Citigroup did not admit to any wrongdoing, but agreed to pay a $95 million fine, $30 million in prejudgment interest, and $160 million in reimbursement, all of which goes to investors who were not told at the time of the deal that Citigroup was betting against the collateralize debt obligation securities it had helped put together.
The Securities and Exchange Commission also targeted a Credit Suisse portfolio manager, Samir Bhatt, who agreed to a six-month suspension from working in finance and to pay a $50,000 fine.
SEC fined Credit Suisse $2.5 million for serving as the deal's collateral manager, The Wall Street Journal reported.
Brian Stoker, a former Citigroup employee the SEC alleges put the deal together, who was also charged in the case, did not sign off on the agreement.
The SEC alleged Citigroup made $126 million in profits by taking a short position against the derivatives deal and $34 million in service fees.
Robert Khuzami, director of the SEC's enforcement division, said, "Investors were not informed that Citigroup had decided to bet against them and had helped choose the assets that would determine who won or lost."
"The securities laws demand that investors receive more care and candor than Citigroup provided to these … investors," he said.

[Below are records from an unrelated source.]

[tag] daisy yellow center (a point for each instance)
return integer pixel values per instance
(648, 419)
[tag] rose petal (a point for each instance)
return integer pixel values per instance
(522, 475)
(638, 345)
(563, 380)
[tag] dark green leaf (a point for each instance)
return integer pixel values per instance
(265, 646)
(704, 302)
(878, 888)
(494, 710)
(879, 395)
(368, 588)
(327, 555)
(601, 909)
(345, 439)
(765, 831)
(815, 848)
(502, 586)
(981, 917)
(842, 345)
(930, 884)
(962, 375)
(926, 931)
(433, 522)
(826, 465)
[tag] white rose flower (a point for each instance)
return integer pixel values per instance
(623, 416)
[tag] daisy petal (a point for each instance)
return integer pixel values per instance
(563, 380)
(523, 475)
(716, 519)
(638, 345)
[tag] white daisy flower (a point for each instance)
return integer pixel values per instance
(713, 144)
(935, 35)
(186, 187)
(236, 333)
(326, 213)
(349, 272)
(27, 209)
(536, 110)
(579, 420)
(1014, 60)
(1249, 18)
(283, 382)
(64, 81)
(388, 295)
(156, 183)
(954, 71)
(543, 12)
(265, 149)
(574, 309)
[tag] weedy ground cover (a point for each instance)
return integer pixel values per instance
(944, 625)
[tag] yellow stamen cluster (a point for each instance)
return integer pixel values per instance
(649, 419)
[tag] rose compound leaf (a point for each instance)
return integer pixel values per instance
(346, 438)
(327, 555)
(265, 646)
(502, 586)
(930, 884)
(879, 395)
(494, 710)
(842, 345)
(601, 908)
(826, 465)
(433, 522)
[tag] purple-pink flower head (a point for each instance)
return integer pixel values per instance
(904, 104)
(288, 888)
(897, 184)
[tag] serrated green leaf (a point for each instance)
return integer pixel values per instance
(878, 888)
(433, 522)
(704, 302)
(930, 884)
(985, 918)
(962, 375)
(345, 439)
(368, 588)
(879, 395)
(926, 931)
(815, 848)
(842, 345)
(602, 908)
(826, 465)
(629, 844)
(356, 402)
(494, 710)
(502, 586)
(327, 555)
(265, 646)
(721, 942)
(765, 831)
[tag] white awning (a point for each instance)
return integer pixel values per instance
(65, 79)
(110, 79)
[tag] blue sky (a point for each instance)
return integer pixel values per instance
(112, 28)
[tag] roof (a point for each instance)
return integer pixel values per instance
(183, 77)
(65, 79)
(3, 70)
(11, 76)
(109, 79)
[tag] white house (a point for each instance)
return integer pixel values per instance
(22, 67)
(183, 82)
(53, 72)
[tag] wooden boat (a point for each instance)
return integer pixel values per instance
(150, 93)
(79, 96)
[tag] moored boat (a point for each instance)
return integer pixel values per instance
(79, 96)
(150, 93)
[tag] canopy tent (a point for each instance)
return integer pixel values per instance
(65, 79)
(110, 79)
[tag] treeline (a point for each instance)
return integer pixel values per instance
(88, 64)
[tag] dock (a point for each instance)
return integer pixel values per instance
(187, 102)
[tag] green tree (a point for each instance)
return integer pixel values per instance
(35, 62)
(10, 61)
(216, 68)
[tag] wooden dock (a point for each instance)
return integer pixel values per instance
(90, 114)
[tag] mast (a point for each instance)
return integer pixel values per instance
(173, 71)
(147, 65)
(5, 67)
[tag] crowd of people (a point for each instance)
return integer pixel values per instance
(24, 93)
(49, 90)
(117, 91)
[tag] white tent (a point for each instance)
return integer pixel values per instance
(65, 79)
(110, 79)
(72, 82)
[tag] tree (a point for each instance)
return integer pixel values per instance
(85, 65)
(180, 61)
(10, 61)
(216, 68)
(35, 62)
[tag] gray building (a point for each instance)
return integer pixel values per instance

Citigroup said it was pleased to put the issue to rest.
In a statement, the bank said, "We are pleased to put this matter behind us and are focused on contributing to the economic recovery, serving our clients and growing responsibly."
"Since the crisis, " Citigroup said, "we have bolstered our financial strength, overhauled the risk management function, significantly reduced risk on the balance sheet, and returned to the basics of banking."